Position 0: token_id=151644 -> None (first token, no prior context)
Position 1: token_id=8948
    token_id=  8948, token='system', logprob=-11.958041, rank=8063 <-- actual
    token_id= 72030, token='/API', logprob= -1.378512, rank=1
    token_id= 16731, token='/T', logprob= -3.065493, rank=2
    token_id= 59981, token='/block', logprob= -3.948318, rank=3
Position 2: token_id=198
    token_id=   198, token='\n', logprob= -1.947865, rank=1 <-- actual
    token_id=   271, token='\n\n', logprob= -2.263327, rank=2
    token_id= 69425, token=' 发', logprob= -2.448469, rank=3
...

Key Parameters#

Generated Token Logprobs (Standard OpenAI)#

logprobs (bool): When True, returns log probabilities for generated tokens.
top_logprobs (int): Number of top alternative tokens to return.

These parameters are part of the standard OpenAI Chat Completion API and show what alternatives the model considered when generating each token.

Prompt Token Logprobs (vLLM Extension)#

prompt_logprobs (int): Number of top log probabilities to return for each prompt token. Pass via extra_body.
return_token_ids (bool): When True, returns the token IDs of the prompt tokens. Pass via extra_body.

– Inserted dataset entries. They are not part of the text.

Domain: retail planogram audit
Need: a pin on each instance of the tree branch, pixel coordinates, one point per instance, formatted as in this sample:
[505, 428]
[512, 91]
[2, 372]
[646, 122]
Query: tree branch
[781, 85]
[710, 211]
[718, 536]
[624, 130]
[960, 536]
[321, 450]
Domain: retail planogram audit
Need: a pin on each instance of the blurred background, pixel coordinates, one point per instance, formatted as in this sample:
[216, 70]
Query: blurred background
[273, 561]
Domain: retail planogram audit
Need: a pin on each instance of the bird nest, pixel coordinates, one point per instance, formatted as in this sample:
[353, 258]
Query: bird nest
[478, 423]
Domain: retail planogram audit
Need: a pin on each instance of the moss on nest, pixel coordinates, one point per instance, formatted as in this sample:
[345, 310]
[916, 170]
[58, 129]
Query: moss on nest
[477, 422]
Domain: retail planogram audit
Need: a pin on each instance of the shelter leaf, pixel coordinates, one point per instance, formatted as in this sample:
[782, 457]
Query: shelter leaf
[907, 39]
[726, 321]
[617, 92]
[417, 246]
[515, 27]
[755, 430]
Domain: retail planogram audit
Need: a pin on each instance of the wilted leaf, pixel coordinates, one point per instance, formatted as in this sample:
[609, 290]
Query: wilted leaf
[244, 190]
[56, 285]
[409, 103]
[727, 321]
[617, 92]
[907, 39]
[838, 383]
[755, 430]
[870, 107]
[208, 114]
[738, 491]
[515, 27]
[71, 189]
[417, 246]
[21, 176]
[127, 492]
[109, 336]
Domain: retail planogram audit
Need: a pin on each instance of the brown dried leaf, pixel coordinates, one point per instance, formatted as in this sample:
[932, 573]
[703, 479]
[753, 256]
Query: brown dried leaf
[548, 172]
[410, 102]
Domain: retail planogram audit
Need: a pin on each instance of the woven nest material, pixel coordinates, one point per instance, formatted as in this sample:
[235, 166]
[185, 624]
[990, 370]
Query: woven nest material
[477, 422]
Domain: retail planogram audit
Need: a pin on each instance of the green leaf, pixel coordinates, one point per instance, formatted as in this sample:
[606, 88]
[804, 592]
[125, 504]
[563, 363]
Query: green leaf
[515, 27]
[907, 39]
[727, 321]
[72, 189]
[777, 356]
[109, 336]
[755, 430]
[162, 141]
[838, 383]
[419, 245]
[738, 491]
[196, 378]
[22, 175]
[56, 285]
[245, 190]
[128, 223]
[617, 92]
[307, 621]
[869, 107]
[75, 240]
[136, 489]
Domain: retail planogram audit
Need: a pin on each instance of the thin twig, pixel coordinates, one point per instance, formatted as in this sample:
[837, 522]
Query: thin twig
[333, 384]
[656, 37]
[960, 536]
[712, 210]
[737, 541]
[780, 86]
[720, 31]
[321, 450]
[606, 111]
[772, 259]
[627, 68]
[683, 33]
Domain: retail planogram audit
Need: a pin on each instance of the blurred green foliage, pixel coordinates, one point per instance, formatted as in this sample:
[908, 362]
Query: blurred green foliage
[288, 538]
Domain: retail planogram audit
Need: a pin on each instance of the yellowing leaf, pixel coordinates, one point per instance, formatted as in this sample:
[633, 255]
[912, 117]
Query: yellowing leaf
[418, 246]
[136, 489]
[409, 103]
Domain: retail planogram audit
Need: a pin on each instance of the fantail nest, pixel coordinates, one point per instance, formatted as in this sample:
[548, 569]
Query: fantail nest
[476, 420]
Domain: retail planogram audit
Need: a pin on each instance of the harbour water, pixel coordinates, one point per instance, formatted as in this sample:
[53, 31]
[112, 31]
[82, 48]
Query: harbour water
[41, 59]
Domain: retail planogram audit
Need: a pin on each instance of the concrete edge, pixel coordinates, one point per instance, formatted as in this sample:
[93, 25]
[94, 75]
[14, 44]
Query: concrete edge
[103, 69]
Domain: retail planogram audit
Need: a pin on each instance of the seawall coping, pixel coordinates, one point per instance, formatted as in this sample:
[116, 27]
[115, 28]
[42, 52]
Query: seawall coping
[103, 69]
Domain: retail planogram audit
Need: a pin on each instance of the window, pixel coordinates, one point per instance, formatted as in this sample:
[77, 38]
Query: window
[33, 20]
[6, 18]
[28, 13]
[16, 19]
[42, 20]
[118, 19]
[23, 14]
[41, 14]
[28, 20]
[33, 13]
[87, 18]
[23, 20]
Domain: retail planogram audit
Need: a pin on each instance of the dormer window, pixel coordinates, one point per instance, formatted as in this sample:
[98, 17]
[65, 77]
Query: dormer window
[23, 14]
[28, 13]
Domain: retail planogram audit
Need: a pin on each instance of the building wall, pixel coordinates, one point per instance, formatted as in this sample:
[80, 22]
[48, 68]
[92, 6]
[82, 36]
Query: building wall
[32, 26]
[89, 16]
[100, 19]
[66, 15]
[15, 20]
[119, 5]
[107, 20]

These parameters are vLLM extensions and show how likely each token in your prompt was, given the preceding context.

Response Structure#

Generated Token Logprobs#

Located in the standard response structure:

response.choices[0].logprobs.content[i].token       # The chosen token
response.choices[0].logprobs.content[i].logprob     # Its log probability
response.choices[0].logprobs.content[i].top_logprobs  # Alternative tokens

Prompt Token Logprobs#

Located in the vLLM extension fields, accessible directly on the response object:

response.prompt_logprobs    # List of logprobs per prompt position
response.prompt_token_ids   # List of actual token IDs in the prompt

Each logprob entry contains:

logprob: The log probability value
rank: The rank of this token among all possibilities (1 = most likely)
decoded_token: The string representation of the token

Understanding the Output#

Generated Token Logprobs#

For generated tokens, a logprob closer to 0 indicates higher confidence:

logprob=-0.003914: \(e^{-0.003914}\) ≈ 99.6% probability (very confident)
logprob=-2.0 ≈ 13.5% probability (less confident)
logprob=-5.0 ≈ 0.7% probability (unlikely alternative)

Prompt Token Logprobs#

For prompt tokens, the rank field shows where the actual token ranked among all possible tokens. A high rank (e.g., 8063) with a low logprob indicates that the model found that token “surprising” given the context - this is expected for prompt tokens since they are user-provided.